一流のホテルなのに、そこで開かれるパーティでから揚げが主になることなどあるのだろうか―せっかく一流のホテルでパーティを開くのだから、もうちょっと豪華な(またはパーティにふさわしい)食事でないとさまにならない

 桜を見る会の前夜祭は、東京都のホテルニューオータニで開かれたという。そこにいまの首相は、自分の地元の後援会の後援者を八〇〇人くらいまねいた。そこで食事や歌手の歌唱つきのパーティを開いたのだ。費用は一人五〇〇〇円だった。

 このパーティでは、会場がホテルニューオータニだというのが一つの要点なのではないだろうか。ホテルニューオータニは、宴会を開く最低金額は一万一〇〇〇円からだと言っている。値引きはしないのだと言うのだ。

 ホテルは宴会は最低でも一万一〇〇〇円からだと言っているのだが、首相の事務所は参加者から五〇〇〇円を費用としてとっている。ここに食いちがいがある。この食いちがいについて、首相や官房長官は、パーティの食事をから揚げなどにすることによって、五〇〇〇円でも開けるのだと言っている。

 なぜ具体的にから揚げという料理名が出てきたのかは気になるところだ。ホテルニューオータニという一流のホテルのパーティで、から揚げを主にするというのはあまりにもさびしいのではないだろうか。一流のホテルなのだから、から揚げという庶民的な食べものを主にするのはあまりつり合わない。そこらへんの居酒屋などで、どこでも食べられるものだからである。

 一流のホテルというのは、一流の格があるというゆえんがあるのだから、その格を下げることになる、値段を値引くというのをするのはやや考えづらいのではないだろうか。値引きをしないからこそ一流の格が保たれるのであって、それをしてしまったら、二流や三流またはそれ以下と同じことになってしまう。最低でも一万一〇〇〇円からという値段づけには、それなりの理由があるので、それを値引いてしまったら、何のための最低の値段の設定なのかがわからないし、適正な価格は何なのかという話になってしまう。最低の値段とは言っても、ほんとうは値引くことができることになってしまうからだ。それも、一人あたり五〇〇〇円にである。
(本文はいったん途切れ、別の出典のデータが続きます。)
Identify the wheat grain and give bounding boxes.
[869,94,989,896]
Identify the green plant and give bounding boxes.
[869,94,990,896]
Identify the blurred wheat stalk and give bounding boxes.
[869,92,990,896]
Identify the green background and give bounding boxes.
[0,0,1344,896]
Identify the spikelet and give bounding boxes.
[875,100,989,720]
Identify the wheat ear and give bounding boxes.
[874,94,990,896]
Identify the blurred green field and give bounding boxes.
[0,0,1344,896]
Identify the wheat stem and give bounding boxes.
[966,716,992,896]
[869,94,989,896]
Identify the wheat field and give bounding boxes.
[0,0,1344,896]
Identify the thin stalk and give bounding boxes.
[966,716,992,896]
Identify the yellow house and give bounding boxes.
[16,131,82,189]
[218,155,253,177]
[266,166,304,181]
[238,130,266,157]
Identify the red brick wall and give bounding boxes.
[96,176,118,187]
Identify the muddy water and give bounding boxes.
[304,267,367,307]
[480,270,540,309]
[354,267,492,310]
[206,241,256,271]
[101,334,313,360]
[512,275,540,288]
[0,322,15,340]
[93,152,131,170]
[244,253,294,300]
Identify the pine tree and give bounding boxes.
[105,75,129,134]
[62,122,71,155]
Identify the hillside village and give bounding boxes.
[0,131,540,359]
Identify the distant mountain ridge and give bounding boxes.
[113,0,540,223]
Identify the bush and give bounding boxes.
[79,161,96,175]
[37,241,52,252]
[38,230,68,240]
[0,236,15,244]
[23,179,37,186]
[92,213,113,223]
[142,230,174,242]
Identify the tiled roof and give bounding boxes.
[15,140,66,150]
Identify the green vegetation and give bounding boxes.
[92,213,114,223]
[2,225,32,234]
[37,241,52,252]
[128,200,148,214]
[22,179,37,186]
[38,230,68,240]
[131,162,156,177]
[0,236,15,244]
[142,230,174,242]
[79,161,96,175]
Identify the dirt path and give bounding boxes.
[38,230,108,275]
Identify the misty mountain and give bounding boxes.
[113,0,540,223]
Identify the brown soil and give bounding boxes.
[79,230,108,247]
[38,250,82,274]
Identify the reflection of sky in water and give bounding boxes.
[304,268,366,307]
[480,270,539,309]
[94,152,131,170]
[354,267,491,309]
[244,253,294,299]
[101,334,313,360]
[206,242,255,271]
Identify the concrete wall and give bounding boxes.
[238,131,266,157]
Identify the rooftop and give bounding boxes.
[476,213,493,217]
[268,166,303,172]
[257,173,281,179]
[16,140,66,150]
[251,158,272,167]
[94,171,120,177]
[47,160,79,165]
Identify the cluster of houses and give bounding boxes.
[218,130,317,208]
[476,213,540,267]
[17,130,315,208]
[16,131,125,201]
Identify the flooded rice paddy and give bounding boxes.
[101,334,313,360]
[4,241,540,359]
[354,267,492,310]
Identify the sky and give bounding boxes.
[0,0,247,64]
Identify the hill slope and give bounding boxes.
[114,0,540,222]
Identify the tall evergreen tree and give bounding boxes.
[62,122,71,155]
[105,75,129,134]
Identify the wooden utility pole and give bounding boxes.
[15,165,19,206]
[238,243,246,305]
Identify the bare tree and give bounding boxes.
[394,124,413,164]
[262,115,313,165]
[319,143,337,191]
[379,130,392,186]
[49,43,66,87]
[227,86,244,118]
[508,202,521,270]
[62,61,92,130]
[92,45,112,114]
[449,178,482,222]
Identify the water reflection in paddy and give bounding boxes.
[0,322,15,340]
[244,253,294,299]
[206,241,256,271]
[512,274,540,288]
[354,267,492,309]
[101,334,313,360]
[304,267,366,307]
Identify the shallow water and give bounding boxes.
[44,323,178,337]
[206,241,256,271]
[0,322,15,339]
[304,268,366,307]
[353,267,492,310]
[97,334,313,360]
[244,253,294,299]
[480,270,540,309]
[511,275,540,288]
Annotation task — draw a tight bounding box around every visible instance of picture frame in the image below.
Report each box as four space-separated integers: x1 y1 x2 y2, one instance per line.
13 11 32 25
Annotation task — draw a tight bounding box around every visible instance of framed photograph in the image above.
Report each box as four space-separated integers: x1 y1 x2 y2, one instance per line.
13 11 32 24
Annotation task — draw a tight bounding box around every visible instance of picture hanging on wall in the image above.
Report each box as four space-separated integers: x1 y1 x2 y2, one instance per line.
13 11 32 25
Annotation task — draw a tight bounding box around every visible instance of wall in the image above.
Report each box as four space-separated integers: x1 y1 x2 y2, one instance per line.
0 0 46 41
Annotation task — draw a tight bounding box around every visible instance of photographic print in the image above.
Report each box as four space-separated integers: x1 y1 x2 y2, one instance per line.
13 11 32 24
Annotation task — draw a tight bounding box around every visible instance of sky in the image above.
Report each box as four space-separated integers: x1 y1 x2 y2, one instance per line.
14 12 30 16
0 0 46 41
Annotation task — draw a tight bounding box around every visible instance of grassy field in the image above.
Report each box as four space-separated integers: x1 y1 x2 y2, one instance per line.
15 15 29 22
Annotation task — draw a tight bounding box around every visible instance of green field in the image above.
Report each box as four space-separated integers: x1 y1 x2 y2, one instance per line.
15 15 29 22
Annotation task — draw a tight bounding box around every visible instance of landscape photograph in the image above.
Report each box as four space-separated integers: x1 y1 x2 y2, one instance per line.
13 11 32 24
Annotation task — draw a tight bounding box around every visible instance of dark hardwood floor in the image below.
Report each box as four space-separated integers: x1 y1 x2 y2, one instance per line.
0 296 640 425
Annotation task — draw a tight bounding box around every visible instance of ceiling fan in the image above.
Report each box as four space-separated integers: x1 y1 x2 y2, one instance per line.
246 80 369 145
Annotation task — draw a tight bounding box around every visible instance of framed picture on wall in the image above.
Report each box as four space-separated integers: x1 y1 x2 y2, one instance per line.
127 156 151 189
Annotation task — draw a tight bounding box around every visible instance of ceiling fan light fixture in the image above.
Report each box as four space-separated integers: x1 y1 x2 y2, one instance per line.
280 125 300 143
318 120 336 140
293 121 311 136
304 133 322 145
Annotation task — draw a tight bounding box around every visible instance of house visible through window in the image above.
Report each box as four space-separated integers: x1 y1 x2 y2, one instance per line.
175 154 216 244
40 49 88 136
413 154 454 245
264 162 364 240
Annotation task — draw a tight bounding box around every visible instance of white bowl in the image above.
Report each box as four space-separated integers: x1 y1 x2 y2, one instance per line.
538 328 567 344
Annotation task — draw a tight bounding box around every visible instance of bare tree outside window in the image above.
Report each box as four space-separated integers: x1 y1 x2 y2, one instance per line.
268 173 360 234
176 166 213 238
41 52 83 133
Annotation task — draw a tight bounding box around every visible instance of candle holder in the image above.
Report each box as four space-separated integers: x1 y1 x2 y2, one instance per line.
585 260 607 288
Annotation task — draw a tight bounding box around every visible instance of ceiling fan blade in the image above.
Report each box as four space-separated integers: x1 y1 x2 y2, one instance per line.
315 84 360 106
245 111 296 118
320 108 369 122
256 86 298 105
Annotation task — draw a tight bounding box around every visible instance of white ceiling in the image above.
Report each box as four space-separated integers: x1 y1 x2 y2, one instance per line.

 いまの首相や官房長官は、パーティが一人あたり五〇〇〇円でも開けるとか、食事をから揚げなどにしたのだと言っているのだが、そもそもの話として、そんなことを首相や官房長官がいちいち知っていることなのだろうか。そんなことは下の者がやることであって、上の者がいちいち知っていることだとは見なしづらい。

 いまの首相や官房長官は、さも自分たちがパーティの細かいことまでを決めて実行したかのような言いぶりをしているのだが、それには違和感をいだく。パーティの値段なんかの、そんな小さいことにまで、首相や官房長官がいちいち関わっているとは見なしづらい。

 基本としてはすべて下の者に任せていて、自分たちは細かいことまでは大したことは知ってはいなかったのだろう。せいぜいが大まかなところまでしか知らなかったはずだ。だから、いまの首相や官房長官は、断定した形で問題はなかったとは言い切れないはずだし、問題はあっただろうということで見ていったほうが問題を見つけやすい。

 いざとなったときに、責任を引き受けるためにいるのが上の者なのだから、さも細かいところまで知っているかのように言うのではなくて、改めて自己批判的に情報を洗いざらいはっきりとさせて、責任を取るべきであるのならきちんと取るようにしたらどうなのだろうか。

 責任をとらない責任者(上の者)というのは矛盾概念だが、これが公然とまかり通っているのがいまの日本だろうし、これまでもそうだった。政治家というのは辞めてしまえばただの人だから、何としてでも地位にとどまりつづけたいというのは心情としてはわからないでもないことだが、それは手段の目的化にほかならない。

 民主主義というのは、とんでもなくおかしな人でないかぎりは、政治家ならたいていは誰にでも国民の民意を何らかの形で代理できるのであって(または誰にも代理し切れない)、そんなに飛び抜けて誰かが有力ということはないし、わりあいに替えがきくものなのではないだろうか。特定の具体の政治家を見切れるというよりは、政治家そのものを見切れるので、とんでもなくおかしい人は別として、みんなそれなりにしか有力ではないし、またはみんな無力である。

 いまの時代に、突出してすぐれた天才的な人物が例外的に出てくるとは見なしづらいし、そんな人がいたとしてもむしろ危険だ。その人に頼ってしまうことになるからだ。だれか力の強い人に頼るというのではなくて、力の弱い者どうしで、弱い者ばかりの兄弟性(友愛)による仕組みが民主主義の理想だ。